Create an API call to return the counts per descriptor and borough for the complaint type “Consumer Complaint.” In other words, translate the following dplyr call into a SoSQL query:

    nyc_311 %>% 
      filter(complaint_type == "Consumer Complaint") %>% 
      group_by(descriptor,borough) %>% 
      summarize(count = n())

Pivot the data so that there are separate columns indicating counts for each borough in the dataset. Your data frame will look something like mine below.

# Code below!
# nyc_311_consumer_complaint <- read_csv(<URL HERE!>)
# Pivot here!

count(*) is function SoQL function. A full list of similar summary functions in SoQL is available here. Another useful SoQL function is distinct, which can be used to return the distinct values in a column. When we use distinct in conjunction with count, we can count the distinct values in a column (e.g. count(distinct%20<field>)).

Question

Create an API call to return the counts of complaints with the descriptor “Gender Pricing” in each borough, along with the count of distinct incident addresses for these complaints in each borough. In other words, translate the following dplyr call into a SoSQL query:

    nyc_311 %>% 
      filter(complaint_type == "Gender Pricing") %>% 
      group_by(borough) %>% 
      summarize(count = n(),
                count_distinct_incident_address = length(unique(incident_address)) )
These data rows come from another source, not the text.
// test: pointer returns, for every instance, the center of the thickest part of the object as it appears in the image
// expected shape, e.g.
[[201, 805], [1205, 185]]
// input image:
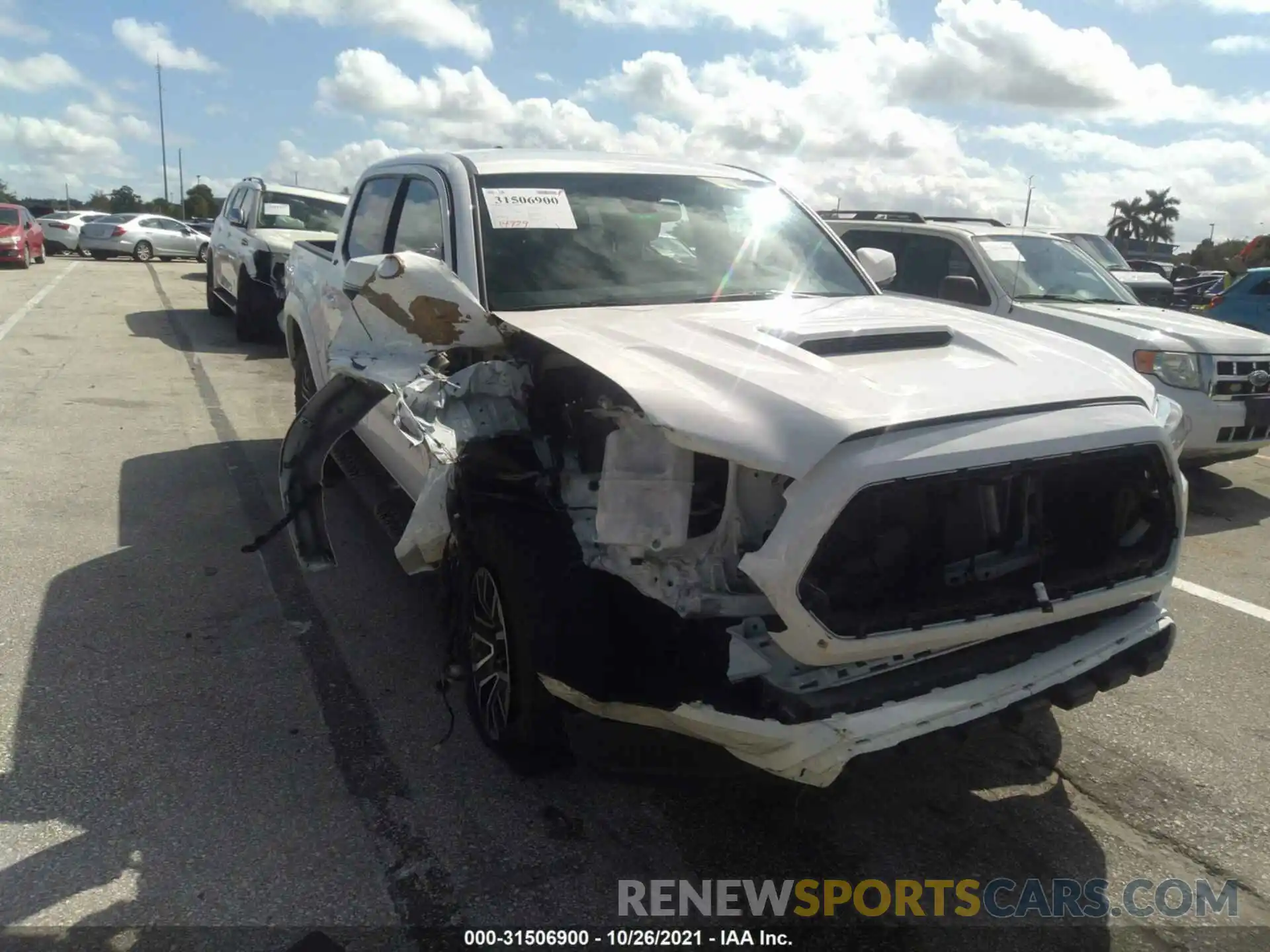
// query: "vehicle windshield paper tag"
[[1002, 252], [529, 208]]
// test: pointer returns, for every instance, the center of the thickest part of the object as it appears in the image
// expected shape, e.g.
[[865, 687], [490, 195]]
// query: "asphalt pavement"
[[196, 736]]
Pivot and plot the data to match my plot below.

# Code below!
# nyc_311_gender_pricing <- read_csv(<URL HERE!>)
# Plot here!

$having

Once we’ve aggregated data in a SoQL query, we no longer use $where= to filter it. Instead, we use $having= to filter aggregate data. For example, in the above call, I could tack on ...&having=count>10 to return the rows from my aggregated data where the count was greater than 10.

Question

Create an API call to return the latitude, longitude, and counts per BBL for the complaint type “HEAT/HOT WATER.” Filter out rows where the BBL is ‘0000000000’, and sort the counts in descending order. Filter the results to the rows where the count of heat and hot water complaints is greater than 1000. In other words, translate the following dplyr call into a SoSQL query:

    nyc_311 %>%
      filter(complaint_type == "HEAT/HOT WATER" & 
              bbl != "0000000000") %>% 
      group_by(bbl, latitude, longitude) %>% 
      summarize(count = n()) %>% 
      arrange(desc(count)) %>%
      ungroup() %>%
      filter(count > 1000)

Convert the result into a geom object, create a palette using the counts variable, and map the points via leaflet to match my map below.

# Code below!
# nyc_311_heat_counts <- read_csv(<URL HERE!>) |> st_as_sf()
# Palette here!
# Map here!

Ethical Considerations

As noted in the introductory paragraphs, 311 can both over-count and under-count certain quality of life concerns in New York City. It can be a valuable tool for activists trying to draw attention to certain issues, and it can also be weaponized against certain communities when complaints are issued against an establishment in a discriminatory way. Despite this, the data is often used by city decision-makers to determine where to prioritize resources and services. What is the value of 311 data? When and wow should it be used?